Interview with Joel Richardson, Co-Author of Why We Left Islam: Former Muslims Speak Out - Page 3

People love to point out all of the evils that have occurred in connection with religion in general throughout history. But they also often fail to point out that nearly every hospital and homeless shelter in their city is run by or was founded by a religious group. Organized religion certainly has its negative and its positives. But I personally tire of the old moral equivalent cliché’ that attempts to argue that because great evils that were carried out by Christians, one cannot commend Islam today. This is utter foolishness. One should condemn all of the above. Period.

However, as a Christian I will point out that there is a distinction between Christianity and Islam on this point. When Christianity was experiencing its darkest days, it was time when people had turned away from their Bibles. There was a reliance not on the book but rather on a magisterium that was out of control. With the reformation, people began to turn back to their Bibles and thus in time genuine “reformation” took place. But today the radicalization within Islam is occurring as Muslims are turning to their holy books, not away. Christianity is fundamentally a passive religion. Islam is fundamentally an active, often violent and imperialistic religion. The moral equivalent argument falls down when one actually compares the texts. There is no real comparison.

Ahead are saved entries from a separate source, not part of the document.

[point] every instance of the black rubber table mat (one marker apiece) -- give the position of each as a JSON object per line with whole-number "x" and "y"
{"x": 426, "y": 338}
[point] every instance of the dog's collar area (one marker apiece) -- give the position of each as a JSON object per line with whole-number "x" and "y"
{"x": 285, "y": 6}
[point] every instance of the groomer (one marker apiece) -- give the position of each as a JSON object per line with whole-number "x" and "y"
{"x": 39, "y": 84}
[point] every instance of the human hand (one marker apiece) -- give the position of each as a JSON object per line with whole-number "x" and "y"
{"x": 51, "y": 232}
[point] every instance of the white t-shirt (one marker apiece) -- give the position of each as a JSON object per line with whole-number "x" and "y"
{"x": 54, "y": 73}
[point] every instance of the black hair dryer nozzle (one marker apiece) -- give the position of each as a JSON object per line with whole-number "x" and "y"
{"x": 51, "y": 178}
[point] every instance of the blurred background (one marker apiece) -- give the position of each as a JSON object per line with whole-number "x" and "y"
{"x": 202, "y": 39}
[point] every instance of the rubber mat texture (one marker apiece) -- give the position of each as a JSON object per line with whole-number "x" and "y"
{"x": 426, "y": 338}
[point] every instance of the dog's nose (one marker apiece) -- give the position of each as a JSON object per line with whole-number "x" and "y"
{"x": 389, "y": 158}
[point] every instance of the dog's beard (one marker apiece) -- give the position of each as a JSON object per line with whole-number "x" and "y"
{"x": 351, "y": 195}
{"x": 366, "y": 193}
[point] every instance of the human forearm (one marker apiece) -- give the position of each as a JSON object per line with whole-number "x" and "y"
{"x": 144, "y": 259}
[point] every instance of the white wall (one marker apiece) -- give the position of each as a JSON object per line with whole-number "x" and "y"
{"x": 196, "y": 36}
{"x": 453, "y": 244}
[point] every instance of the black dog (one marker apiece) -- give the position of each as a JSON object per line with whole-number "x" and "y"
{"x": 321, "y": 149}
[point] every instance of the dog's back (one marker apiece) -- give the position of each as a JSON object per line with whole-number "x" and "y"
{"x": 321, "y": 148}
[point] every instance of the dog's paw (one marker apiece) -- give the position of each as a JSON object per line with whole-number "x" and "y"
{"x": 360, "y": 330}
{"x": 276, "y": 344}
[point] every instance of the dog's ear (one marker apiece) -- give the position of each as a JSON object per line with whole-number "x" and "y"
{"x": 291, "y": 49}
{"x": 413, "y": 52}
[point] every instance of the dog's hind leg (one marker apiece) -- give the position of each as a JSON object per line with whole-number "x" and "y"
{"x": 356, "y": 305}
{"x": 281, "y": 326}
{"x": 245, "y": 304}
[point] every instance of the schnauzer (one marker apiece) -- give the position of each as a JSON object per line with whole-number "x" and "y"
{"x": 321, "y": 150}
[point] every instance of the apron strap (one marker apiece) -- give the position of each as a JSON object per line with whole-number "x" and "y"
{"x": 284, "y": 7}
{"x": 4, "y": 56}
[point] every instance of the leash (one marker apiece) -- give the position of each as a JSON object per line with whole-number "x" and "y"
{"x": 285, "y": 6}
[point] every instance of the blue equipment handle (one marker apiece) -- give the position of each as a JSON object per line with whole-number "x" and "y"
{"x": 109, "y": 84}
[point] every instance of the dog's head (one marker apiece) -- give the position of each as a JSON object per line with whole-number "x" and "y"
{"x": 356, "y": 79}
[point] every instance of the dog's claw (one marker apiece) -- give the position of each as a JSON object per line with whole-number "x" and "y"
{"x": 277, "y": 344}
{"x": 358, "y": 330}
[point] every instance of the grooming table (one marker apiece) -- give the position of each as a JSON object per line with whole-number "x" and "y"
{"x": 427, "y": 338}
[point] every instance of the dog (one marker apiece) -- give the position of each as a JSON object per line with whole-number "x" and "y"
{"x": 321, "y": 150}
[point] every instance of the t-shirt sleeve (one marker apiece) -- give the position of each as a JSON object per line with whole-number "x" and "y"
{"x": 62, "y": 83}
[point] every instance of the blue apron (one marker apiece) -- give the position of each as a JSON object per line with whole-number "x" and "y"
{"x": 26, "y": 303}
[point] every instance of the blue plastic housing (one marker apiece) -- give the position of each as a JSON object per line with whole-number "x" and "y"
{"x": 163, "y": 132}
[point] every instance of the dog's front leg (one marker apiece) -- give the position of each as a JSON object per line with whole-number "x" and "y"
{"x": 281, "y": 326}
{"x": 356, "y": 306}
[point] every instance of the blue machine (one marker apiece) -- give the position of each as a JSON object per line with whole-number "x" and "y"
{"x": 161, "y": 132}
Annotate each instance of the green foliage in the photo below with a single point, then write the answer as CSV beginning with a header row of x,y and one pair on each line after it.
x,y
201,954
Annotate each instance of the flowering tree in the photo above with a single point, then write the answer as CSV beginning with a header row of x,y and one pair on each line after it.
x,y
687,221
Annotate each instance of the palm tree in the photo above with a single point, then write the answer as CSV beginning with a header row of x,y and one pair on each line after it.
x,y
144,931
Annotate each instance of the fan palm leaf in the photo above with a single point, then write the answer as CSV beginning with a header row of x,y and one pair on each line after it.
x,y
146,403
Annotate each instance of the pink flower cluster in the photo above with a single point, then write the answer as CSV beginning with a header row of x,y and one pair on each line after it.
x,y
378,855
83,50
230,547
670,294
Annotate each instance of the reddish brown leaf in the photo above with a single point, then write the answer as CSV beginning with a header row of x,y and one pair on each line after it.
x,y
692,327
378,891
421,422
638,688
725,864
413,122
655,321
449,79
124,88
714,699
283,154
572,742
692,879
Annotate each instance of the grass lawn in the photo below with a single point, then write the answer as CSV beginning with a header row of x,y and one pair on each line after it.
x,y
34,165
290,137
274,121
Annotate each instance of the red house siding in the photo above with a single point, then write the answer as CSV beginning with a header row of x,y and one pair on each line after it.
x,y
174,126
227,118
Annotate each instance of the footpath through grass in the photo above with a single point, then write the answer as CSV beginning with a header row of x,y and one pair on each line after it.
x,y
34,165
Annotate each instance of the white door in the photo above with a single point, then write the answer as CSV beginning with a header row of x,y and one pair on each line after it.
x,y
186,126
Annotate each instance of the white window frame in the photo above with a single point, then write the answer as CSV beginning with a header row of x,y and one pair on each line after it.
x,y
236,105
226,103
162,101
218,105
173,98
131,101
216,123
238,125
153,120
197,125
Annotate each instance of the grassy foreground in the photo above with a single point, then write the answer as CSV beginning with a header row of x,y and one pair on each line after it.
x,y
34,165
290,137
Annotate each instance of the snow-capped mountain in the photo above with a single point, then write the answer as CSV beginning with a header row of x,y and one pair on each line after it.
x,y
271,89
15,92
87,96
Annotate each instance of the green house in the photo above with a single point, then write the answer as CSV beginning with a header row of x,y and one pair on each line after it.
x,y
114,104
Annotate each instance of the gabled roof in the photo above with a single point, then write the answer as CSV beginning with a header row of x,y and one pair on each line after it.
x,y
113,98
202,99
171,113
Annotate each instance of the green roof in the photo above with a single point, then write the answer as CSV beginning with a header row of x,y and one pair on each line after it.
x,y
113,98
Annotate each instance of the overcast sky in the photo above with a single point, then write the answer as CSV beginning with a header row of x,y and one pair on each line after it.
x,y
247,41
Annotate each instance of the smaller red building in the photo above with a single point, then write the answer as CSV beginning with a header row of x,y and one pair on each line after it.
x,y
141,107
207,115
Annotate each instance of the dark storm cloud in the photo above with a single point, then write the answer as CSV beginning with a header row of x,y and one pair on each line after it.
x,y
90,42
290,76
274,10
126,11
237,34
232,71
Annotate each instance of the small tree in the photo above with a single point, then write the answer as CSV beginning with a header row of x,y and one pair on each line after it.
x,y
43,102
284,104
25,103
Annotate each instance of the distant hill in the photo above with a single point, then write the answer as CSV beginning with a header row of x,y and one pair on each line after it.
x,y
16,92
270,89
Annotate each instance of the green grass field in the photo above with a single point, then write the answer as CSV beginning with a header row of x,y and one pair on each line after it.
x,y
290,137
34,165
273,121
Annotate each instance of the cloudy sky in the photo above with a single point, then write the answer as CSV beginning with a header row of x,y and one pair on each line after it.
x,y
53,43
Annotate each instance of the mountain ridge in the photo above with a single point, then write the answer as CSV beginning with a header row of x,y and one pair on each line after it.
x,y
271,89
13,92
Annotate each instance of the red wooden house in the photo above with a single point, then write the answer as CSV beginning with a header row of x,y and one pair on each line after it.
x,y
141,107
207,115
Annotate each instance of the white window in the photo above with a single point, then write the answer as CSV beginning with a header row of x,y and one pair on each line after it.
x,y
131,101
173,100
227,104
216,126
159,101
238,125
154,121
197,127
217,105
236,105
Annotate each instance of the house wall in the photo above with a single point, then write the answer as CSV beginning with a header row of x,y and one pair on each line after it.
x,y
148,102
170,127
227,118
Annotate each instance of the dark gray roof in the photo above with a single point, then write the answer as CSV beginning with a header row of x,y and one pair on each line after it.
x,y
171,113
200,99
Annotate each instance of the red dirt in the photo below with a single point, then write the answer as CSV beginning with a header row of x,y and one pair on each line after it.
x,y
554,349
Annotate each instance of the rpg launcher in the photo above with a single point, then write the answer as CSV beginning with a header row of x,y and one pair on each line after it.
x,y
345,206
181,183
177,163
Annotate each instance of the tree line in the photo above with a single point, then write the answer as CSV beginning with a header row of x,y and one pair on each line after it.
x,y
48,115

Fundamentalist believers of any religion will always go to extremes. Why did you think it necessary to attack Islam as a whole because of these fundamentalists?

See the above comments. Again, Why We Left Islam: Former Muslims Speak Out is not first an attack against Islam. It is a defense of human rights and human freedoms. When a young women is stoned to death by her own family because she became pregnant and asked for permission to marry her beloved (see the story of Yagmur) then we should hear the phrase, “Where someone is not free, no one is free.” The West is at a very crucial time in its history. It needs to make some very important decisions: Which issues take a higher priority to us; tolerance, openness and multi-culturalism or human rights and human freedoms? Unfortunately, the endemic violation of the latter within Islam is forcing us to choose. For me, there is no question that as important as openness and tolerance are, there must be a limit. When human rights are violated, we must rise up. We must stand in solidarity with these very brave former Muslims. To not do so is to not only throw away the past fifty years of labor that has been poured into the civil rights movement but also the blood sweat and tears that were poured into the very founding of this country. This is an issue that both liberals and conservatives can fully agree on. If we fail to do so, it is because we no longer love or cherish human freedoms and human rights. This would be a tragedy of colossal proportions.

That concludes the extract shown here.